Since there has been no available data on abortions in Chile since 1990, there is no real way of knowing how many take place each year. The only hint comes from the record of abortion-related hospitalizations, but this accounts just for cases in which something went wrong. The latest data from the Health Ministry showed more than 33,000 abortion-related hospitalizations in 2005. The real figure, experts agree, is closer to 140,000 — out of a population of about 5 million women of childbearing age.
“Women don’t abort because they feel like it,” said Adriana Gomez, coordinator of communications at the Latin American and Caribbean Women’s Health Network. “If the issue of abortion were to be discussed seriously in this country, people would realize that there are dramatic human and social aspects behind the decision to abort. But the political cost of discussing abortion is too high.”

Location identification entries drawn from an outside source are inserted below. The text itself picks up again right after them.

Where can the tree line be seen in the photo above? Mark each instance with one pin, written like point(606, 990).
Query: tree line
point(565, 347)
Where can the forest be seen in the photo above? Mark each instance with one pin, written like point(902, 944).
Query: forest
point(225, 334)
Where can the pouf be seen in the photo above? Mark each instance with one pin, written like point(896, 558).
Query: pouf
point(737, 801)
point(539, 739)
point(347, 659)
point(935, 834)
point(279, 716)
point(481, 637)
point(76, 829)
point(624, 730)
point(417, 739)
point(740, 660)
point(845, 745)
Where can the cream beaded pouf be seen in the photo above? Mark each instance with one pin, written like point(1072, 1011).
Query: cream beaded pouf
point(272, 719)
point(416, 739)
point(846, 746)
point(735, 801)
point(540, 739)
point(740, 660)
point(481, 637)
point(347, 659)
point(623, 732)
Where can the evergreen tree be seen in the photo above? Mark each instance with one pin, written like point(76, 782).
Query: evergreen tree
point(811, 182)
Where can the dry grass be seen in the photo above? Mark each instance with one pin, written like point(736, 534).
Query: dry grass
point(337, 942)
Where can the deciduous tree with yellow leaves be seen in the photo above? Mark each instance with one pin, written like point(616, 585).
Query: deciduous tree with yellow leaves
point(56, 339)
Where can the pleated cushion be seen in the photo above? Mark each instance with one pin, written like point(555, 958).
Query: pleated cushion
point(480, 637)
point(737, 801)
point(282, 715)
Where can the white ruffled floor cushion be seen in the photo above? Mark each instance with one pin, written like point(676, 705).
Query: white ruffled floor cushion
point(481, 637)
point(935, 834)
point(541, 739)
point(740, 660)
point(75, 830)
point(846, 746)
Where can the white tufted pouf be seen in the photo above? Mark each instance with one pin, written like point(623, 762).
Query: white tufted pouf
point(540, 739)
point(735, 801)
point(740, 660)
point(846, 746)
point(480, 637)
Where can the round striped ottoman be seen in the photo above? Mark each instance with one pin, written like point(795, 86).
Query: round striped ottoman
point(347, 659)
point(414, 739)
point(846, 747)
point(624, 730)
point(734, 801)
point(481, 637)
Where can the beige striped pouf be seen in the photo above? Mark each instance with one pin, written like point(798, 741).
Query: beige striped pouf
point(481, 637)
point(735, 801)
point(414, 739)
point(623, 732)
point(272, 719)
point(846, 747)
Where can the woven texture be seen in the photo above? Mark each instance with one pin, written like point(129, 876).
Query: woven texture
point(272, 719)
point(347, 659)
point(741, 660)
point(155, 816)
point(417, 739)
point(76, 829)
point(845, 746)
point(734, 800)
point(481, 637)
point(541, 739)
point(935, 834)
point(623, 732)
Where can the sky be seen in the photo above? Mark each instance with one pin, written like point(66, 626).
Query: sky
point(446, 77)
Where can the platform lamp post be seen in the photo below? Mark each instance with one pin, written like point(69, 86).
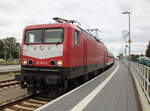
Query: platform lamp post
point(129, 41)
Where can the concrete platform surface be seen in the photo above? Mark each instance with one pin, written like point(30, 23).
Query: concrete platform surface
point(113, 90)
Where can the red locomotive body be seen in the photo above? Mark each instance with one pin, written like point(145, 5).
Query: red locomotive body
point(52, 54)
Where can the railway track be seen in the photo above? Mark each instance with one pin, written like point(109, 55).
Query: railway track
point(28, 103)
point(8, 72)
point(8, 83)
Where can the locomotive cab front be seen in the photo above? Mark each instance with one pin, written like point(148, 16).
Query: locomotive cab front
point(42, 57)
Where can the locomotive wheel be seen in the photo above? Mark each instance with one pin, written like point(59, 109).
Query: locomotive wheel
point(31, 91)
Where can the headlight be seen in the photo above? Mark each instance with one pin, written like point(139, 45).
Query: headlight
point(24, 62)
point(59, 63)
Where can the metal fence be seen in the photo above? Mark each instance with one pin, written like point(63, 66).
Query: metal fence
point(143, 76)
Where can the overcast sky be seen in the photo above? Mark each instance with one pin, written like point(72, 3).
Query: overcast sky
point(103, 14)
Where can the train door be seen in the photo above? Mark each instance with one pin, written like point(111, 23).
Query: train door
point(85, 55)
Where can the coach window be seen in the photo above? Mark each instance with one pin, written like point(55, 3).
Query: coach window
point(76, 38)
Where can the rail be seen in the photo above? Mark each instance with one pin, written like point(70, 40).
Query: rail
point(143, 76)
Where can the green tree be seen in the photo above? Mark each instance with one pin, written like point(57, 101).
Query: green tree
point(11, 48)
point(148, 50)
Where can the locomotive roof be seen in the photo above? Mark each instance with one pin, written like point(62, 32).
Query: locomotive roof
point(55, 25)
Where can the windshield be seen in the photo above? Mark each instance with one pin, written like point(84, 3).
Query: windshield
point(53, 36)
point(33, 36)
point(44, 36)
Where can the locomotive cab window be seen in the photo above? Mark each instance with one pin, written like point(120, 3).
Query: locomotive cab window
point(33, 36)
point(53, 36)
point(76, 38)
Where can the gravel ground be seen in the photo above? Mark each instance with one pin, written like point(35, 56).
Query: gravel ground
point(11, 93)
point(7, 76)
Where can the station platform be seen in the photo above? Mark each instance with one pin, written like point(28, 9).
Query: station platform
point(113, 90)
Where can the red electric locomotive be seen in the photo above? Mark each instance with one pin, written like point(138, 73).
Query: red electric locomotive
point(53, 54)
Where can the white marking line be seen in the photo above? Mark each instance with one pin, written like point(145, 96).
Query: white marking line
point(83, 103)
point(57, 99)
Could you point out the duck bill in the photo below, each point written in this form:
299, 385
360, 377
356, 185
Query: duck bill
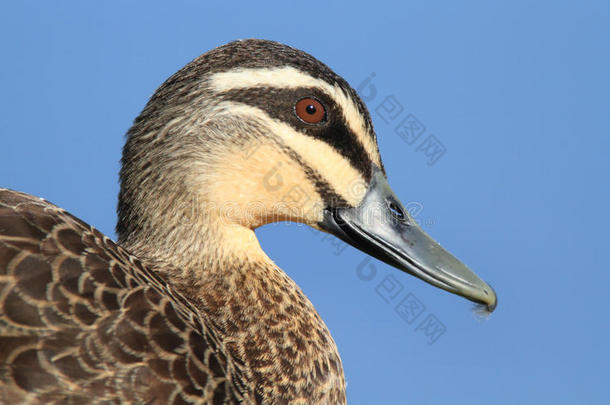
384, 229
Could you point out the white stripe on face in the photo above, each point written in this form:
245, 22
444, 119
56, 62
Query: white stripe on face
336, 170
289, 77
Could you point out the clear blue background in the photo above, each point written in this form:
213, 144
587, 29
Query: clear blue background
517, 92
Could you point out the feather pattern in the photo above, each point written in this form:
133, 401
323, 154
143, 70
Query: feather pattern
82, 320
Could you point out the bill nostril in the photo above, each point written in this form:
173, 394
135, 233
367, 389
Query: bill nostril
396, 210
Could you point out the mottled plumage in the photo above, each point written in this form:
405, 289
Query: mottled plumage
186, 307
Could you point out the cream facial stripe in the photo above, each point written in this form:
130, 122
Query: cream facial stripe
290, 77
342, 177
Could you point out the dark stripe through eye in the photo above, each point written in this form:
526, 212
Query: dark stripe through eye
279, 103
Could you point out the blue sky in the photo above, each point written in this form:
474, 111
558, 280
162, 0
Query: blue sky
516, 94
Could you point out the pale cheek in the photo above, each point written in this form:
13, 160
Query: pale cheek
263, 186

Espindola was supported by women’s organizations, some legislators and even a couple of pro-choice Catholic groups. She was invited to present her case before the Health Commission of the Chamber of Deputies, and in October, she delivered a letter to President Michelle Bachelet, herself a doctor, asking to legalize abortion in cases such as hers. She never got a response. The governmental National Women’s Service (SERNAM) didn’t comment on the matter. When it comes to abortion, it never really has.
The Catholic Church here exerts heavy influence on politicians and government, and for right-wing legislators — who hold the key to any legal reforms — approving abortion in cases such as this is out of the question. They believe that this would pave the way to legalizing abortion altogether.

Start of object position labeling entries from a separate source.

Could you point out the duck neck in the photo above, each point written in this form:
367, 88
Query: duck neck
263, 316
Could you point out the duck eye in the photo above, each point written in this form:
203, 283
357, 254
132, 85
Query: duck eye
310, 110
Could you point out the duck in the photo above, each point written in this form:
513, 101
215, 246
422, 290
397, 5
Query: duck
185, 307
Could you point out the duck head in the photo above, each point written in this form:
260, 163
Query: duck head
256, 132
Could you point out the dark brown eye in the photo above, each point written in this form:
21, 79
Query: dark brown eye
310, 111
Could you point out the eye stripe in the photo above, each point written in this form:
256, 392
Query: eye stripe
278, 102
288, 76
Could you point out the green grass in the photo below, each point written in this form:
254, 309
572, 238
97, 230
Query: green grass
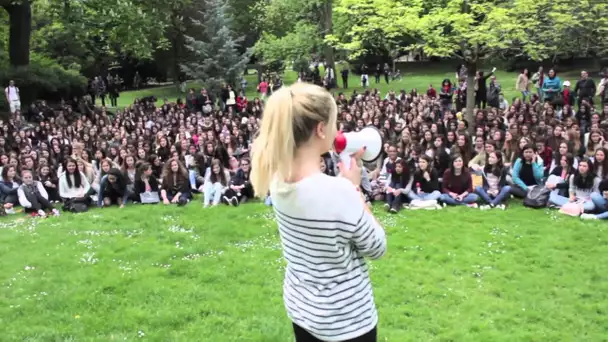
412, 78
187, 274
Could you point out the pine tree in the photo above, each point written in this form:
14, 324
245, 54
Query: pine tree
216, 57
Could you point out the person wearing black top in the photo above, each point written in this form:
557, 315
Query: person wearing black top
176, 187
344, 73
426, 181
600, 200
240, 189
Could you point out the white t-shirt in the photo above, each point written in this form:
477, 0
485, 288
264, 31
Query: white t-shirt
12, 93
326, 233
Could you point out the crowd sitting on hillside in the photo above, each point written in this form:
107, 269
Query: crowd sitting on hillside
165, 152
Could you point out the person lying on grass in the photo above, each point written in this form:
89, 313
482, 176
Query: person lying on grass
113, 189
33, 197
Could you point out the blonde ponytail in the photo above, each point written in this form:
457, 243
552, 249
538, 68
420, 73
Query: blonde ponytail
290, 117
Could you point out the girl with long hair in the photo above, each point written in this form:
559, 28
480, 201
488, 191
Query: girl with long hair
580, 187
321, 218
527, 171
175, 184
399, 186
73, 184
216, 183
458, 185
426, 192
494, 190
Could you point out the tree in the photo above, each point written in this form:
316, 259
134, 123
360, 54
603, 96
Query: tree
468, 30
294, 30
20, 30
216, 55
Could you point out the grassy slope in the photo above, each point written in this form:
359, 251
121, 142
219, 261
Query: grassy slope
412, 78
187, 274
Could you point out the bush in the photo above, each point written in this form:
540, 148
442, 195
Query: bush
42, 79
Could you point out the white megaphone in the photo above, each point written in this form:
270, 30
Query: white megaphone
346, 144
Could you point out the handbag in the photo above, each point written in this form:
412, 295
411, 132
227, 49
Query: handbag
149, 197
537, 197
572, 209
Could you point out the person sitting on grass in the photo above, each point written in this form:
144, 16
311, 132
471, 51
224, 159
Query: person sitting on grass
581, 185
216, 183
399, 187
146, 185
50, 183
33, 197
600, 200
113, 189
559, 179
240, 189
176, 187
8, 188
527, 171
495, 189
426, 191
458, 185
73, 184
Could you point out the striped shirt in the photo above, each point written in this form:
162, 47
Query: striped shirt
326, 233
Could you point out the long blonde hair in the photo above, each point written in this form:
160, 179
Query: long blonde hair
290, 117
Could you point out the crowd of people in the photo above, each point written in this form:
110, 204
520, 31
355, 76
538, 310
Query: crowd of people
79, 155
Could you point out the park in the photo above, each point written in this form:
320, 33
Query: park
163, 272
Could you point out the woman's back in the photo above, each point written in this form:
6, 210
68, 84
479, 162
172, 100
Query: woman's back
326, 232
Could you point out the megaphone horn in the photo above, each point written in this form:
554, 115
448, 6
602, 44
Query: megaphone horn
346, 144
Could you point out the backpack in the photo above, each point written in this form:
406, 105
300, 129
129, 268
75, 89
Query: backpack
537, 197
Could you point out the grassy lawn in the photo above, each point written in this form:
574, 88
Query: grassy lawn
412, 78
187, 274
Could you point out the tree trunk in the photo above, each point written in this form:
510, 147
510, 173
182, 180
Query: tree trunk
328, 29
20, 18
470, 115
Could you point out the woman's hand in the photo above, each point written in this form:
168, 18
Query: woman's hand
354, 172
427, 176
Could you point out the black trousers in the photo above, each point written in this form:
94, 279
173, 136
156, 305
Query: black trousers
304, 336
38, 202
518, 192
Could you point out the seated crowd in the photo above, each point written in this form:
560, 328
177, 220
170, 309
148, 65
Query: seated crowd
150, 154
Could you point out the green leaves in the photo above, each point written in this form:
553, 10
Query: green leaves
467, 29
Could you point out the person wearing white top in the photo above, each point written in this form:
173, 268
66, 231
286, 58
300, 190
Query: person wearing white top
326, 228
12, 96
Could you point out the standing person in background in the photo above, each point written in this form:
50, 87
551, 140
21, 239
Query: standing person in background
585, 89
322, 220
345, 71
539, 79
263, 88
523, 84
12, 97
387, 72
551, 86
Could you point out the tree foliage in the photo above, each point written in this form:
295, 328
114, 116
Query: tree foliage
468, 30
293, 29
216, 55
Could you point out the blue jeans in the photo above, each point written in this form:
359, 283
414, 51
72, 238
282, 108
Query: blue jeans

“For some, abortion is a right, but for us, it will always be a crime, and we will do everything in our power to keep it that way,” said lawmaker Jose Antonio Kast of the ultra-right-wing party UDI.
Since 1990, four abortion-related bills have been introduced in Congress. Another six bills on abortion and reproductive rights have been stagnant for years. But also making their way through Congress are several bills that would punish abortion even more harshly or raise the number of votes required to legalize it. Another three bills propose erecting monuments “for victims of abortion.”
Outside Congress the picture is completely different.
A nationwide poll conducted by the Humanas Corporation in mid-2008 showed that more than 75 percent of women surveyed are in favor of abortion in certain circumstances. Almost 70 percent said they wouldn’t vote for a candidate who opposed legalizing abortion when the mother’s life is in peril.
Despite public opinion, “no one really wants to discuss it in-depth. It’s taboo, and the right-wing has it as its ideological, religious and political battle cry,” said Maria Antonieta Saa, of the center-left party PPD, and one of the promoters of a bill on sexual and reproductive rights introduced in Congress in 2000.
Now, Espindola is considering filing suit against the state for compensation. “If the state forces mothers to go through this, which is terrible, it should compensate them,” she said to the newspaper La Nacion.
Eight months pregnant and in very low spirits, Espindola declined an interview with GlobalPost.